I am always on the lookout for symptoms of increased deterioration in the information-for-pay business, otherwise known as the news. It’s a weakness of mine. Yesterday, while I glanced at the online site of my hometown newspaper, I was startled to read this headline: “Bush’s ‘War’ on Terror Comes to a Sudden End.” What did it mean? Had President Obama, in a single day, managed to capture Osama bin Laden and his cohorts? Or had we surrendered?
Nothing quite so dramatic. In fact, nothing at all. The president closed down Guantanamo as a holding pen for detainees. That was going to happen with either candidate to the presidency. The winner’s decision allows for a year’s lag before the closure, in the hope that security and legal problems can somehow be disentangled in that time. As the first President Bush used to say: a prudent policy.
The article is by Dana Priest, one of the more surface-bound bits in the shallow puddle that is journalism. Dana is breathless with excitement. We are told that “with a stroke of the pen,” the president “effectively declared an end to the ‘war on terror,’ as President Bush had defined it.” Of course, no statements to that effect were made either by the president or his spokesmen. Such a change in policy would be real information: this was just a sizzle inside Dana Priest’s head.
The war on terror, alas, may not even be ours to end, so long as terrorists who wish to kill Americans still roam free. After my morning surprise care of WaPo, I read, in the afternoon version of the same site, the following headline: “Suspected U.S. Missile Kills at Least 20 in Pakistan.” The subhead noted that the drone attacks on suspected terrorists were the “first since Obama’s inauguration.” It was authored by someone with the spectacular journalistic name of Candace Rondeaux.

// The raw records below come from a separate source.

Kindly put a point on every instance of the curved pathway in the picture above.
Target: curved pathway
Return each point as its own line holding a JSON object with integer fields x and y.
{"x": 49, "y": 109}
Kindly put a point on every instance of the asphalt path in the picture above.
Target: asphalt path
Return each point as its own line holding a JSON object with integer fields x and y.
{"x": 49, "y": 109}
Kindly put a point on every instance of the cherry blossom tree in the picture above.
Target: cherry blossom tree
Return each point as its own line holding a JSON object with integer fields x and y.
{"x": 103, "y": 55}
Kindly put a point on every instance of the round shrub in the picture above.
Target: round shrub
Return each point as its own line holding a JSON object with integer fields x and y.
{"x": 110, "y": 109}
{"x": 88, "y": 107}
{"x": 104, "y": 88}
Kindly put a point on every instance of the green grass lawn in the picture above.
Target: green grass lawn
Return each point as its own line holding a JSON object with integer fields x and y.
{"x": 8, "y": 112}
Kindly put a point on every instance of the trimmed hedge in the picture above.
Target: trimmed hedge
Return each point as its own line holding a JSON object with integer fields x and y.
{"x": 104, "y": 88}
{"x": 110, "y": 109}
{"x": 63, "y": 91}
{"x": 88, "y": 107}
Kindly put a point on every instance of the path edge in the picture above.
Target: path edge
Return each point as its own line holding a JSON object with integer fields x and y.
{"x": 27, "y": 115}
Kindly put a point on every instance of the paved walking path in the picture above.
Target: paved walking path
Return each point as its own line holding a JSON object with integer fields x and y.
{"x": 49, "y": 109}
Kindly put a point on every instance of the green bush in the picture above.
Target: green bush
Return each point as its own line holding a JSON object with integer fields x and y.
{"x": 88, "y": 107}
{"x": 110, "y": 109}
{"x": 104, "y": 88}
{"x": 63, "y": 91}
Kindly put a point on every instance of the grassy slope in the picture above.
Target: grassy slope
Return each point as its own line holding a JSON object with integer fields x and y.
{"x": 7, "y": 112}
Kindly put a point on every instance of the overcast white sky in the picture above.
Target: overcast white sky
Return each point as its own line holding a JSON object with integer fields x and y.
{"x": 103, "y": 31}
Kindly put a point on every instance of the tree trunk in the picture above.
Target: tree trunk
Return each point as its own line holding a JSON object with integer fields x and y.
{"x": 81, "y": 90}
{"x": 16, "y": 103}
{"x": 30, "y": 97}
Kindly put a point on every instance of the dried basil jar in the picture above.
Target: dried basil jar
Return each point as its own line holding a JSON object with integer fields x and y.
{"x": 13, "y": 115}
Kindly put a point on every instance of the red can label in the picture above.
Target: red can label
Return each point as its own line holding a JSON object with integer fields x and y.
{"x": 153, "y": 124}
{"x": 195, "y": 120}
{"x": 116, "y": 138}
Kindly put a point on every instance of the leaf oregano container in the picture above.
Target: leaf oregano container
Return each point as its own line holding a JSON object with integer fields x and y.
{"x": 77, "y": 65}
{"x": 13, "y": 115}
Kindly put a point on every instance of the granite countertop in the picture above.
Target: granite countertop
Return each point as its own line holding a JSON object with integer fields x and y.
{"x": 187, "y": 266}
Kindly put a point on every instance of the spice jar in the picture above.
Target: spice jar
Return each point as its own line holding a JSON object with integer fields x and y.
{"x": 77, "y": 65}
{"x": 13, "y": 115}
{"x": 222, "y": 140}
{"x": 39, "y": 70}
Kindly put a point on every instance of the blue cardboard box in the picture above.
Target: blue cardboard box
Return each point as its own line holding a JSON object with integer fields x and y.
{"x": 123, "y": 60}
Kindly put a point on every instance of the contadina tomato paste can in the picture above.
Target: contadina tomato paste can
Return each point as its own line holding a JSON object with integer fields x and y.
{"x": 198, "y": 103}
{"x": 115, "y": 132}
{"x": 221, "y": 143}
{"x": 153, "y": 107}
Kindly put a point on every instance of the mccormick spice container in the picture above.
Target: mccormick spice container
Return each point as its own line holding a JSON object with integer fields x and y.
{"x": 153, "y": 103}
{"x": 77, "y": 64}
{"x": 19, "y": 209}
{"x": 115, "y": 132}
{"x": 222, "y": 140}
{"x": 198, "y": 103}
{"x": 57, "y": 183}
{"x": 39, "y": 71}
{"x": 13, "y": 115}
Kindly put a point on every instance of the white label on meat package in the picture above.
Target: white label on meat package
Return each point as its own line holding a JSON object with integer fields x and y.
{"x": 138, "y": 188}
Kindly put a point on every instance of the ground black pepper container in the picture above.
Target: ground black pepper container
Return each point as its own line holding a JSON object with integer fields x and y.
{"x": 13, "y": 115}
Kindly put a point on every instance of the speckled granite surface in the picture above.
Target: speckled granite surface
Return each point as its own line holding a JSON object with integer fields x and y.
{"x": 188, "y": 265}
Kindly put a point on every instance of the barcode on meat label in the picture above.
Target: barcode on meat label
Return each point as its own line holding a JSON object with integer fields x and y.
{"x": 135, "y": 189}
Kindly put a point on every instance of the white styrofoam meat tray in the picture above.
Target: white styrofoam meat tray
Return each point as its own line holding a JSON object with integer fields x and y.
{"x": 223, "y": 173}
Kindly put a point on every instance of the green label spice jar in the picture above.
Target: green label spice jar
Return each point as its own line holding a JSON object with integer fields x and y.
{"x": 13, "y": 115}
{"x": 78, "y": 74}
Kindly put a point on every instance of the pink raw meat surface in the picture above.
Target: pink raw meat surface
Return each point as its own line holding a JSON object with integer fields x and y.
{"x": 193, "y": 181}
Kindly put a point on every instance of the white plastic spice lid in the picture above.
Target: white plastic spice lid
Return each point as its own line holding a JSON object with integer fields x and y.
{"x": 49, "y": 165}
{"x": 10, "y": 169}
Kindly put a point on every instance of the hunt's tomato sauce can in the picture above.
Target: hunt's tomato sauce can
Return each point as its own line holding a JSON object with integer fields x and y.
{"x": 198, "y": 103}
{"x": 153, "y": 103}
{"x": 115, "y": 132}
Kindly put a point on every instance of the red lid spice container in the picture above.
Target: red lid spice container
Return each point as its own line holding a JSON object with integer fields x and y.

Candace, meet Dana. Dana, meet Candace. WaPo, meet WaPo. The same conveyor-of-information-for-money pays the salaries of two people, one of whom writes that the war on terror has suddenly ended overnight, the other, on the same day, who reports that U.S. missiles have struck a foreign country against that country’s wishes, and killed at least 20 persons, in an attempt to eliminate terrorists.
Rarely have the news felt more like a bipolar disorder.
Naturally, fewer and fewer people waste their precious time consuming this dreck. Loss of readership, together with Web alternatives, has scattered advertisers. Throw in a collapse in the stock market value of newspapers and the current financial crisis, and one can pretty much predict the moment of death.
Even the mighty NYT totters. It might be out of business by May. That probably won’t happen, but only because shadowy people want to sink their fangs into this old and famous agenda-setter. I read that a Mexican with the delightful name of Slim is about to plug $250 million into the NYT. Who is Mr. Slim? His photos don’t resemble his name — other than that, no clue. What’s his agenda? All the news that’s fit to print, I feel certain. Journalism uber alles.
All this might be considered a sign of mental health. And it mostly is, but not in France.
Nicolas Sarkozy, ruler of that mighty nation, has announced a billion-dollar bailout of French newspapers, which already receive around $3 billion in state subsidies because nobody reads them. In another bipolar moment, Sarkozy invoked press freedom to defend the massive intervention of his government in the press business:
“I don’t understand how anyone could doubt the legitimacy of the state in this process,” he said, adding that without a good business plan, the free, independent press would disappear.
Since even young French people have given up on the news entirely, Sarkozy is going to save their souls by giving them free newspapers.
Sarkozy’s measures included a year’s free, state-subsidised newspaper subscription for all teenagers from their 18th birthday. He said: “The habit of reading a daily paper takes root at a very young age.”
With a stroke of the pen — as Dana Priest might put it — Sarkozy officially became the most unintentionally comical political figure in the world, beating Al Gore by a nose. I used to receive free newspapers on my driveway every morning, and I developed the habit of walking them to the trash bin. But never mind. No doubt, only lack of money keeps those French teenagers from being voracious readers of the free and independent (but bankrupt and state-subsidized) press.
Laurent Joffrin, an old French political hack who now edits a paper even his immediate family won’t read, said the bailout made “good sense.” What can one say? “It is bizarre,” Joffrin shrugged, “but this is France.”